# Normalizing Embeddings

I’m trying to manually normalize my embeddings with their L2-norms instead of using pytorch max_norm (as max_norm seems to have some bugs). I’m following this link and below is my code:

``````emb = torch.nn.Embedding(4, 2)
norms = torch.norm(emb.weight, p=2, dim=1).detach()
emb.weight = emb.weight.div(norms.expand_as(emb.weight))
``````

But I’m getting the following error:

``````Traceback (most recent call last):
File "<stdin>", line 1, in <module>
File "/usr/local/lib/python2.7/site-packages/torch/autograd/variable.py", line 725, in expand_as
return Expand.apply(self, (tensor.size(),))
File "/usr/local/lib/python2.7/site-packages/torch/autograd/_functions/tensor.py", line 111, in forward
result = i.expand(*new_size)
RuntimeError: The expanded size of the tensor (2) must match the existing size (4) at non-singleton dimension 1. at /Users/soumith/code/builder/wheel/pytorch-src/torch/lib/TH/generic/THTensor.c:308
``````

When I look at the size of norms, it’s (4L,)
Any idea where I’m going wrong? Thanks!

shouldn’t it be?

``````emb.weight = emb.weight.div(norms.expand_as(emb.weight))
``````

Yes, that was a typo. I edited the code, and also edited the error. Any idea why I’m getting that error?

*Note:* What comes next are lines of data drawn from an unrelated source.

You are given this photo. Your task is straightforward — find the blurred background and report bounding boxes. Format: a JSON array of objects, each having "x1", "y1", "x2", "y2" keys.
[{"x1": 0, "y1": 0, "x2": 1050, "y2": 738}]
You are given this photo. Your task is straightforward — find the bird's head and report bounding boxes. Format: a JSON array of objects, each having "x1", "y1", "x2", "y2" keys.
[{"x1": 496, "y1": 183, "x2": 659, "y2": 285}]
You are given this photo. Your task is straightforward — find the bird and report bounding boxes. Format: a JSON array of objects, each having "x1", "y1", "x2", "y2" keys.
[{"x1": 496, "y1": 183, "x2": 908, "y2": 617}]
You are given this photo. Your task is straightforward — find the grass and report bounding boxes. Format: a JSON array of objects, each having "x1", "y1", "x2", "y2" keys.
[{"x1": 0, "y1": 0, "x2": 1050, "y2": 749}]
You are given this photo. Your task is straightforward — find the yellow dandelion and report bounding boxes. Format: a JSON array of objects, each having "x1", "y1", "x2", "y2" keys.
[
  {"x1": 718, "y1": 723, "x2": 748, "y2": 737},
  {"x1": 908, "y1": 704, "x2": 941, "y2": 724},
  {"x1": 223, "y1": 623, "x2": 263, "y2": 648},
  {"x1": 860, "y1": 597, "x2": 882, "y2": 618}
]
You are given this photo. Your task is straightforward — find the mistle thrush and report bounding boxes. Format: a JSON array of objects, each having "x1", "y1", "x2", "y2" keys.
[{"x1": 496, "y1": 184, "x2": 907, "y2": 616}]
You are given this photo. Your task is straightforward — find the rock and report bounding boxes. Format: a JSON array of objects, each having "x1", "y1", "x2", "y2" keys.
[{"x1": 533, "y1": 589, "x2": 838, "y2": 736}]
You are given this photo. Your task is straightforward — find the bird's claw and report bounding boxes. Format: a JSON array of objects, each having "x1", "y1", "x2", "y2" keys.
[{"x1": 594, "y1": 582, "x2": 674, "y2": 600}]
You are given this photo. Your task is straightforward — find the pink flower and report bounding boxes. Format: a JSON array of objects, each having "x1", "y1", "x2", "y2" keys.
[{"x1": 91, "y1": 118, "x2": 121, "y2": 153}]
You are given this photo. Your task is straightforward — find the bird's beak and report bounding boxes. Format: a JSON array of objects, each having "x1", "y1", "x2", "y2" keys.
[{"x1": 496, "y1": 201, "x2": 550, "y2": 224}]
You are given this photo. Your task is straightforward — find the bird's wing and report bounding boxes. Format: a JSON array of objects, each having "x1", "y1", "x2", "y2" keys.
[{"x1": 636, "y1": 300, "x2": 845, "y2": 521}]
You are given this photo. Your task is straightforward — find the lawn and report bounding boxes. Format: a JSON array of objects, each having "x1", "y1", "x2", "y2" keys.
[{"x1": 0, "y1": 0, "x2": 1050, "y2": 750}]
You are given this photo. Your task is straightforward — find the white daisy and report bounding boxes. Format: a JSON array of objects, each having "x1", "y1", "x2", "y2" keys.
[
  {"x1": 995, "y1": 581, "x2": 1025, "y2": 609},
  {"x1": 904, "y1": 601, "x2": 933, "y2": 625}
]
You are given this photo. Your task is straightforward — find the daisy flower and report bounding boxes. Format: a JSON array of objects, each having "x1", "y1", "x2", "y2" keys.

``````emb = torch.nn.Embedding(4, 2)
norms = torch.norm(emb.weight, p=2, dim=1).data
emb.weight.data = emb.weight.data.div(norms.view(4,1).expand_as(emb.weight))
``````
Thanks Chen. It worked.
I realized that you have removed the “detach()” from the second line. Is it because “norms” is not a “Variable” anymore?

Yes, you’re right.
I prefer `variable.data`.

What is the use of `detach()`, I do not think it is necessary here. I think we can also use

``````emb = torch.nn.Embedding(4,2)
norm = emb.weight.norm(p=2, dim=1, keepdim=True)
emb.weight = emb.weight.div(norm.expand_as(emb.weight))
``````

Is there any problems with the above snippet?

My understanding is that if we don’t detach it, then norm will be a variable and PyTorch will aim at optimizing its values in the backward phase when calculating the gradients. But we don’t really want to optimize the norm values.

The type of `norm` is torch `Variable`. PyTorch will only calculate the the gradient of loss w.r.t to the leaf node. Since norm is not a leaf node, I do think it will be updated when we do `optimizer.step()`. Only `emb.weight` will be updated since it is of type `torch.nn.Parameter` and it is the learnable parameter of the module.

@jdhao I was seriously looking over the web for this kind of answer, Sorry of taking this discussion again up. Could you please explain more why norm is not a leaf node in the gradient computation ?

So this doesn’t precisely replicate the max-norm functionality because it’s not checking if the norm of the vector is less than max-norm, right (in which case, this function would increase the norm of those vectors)?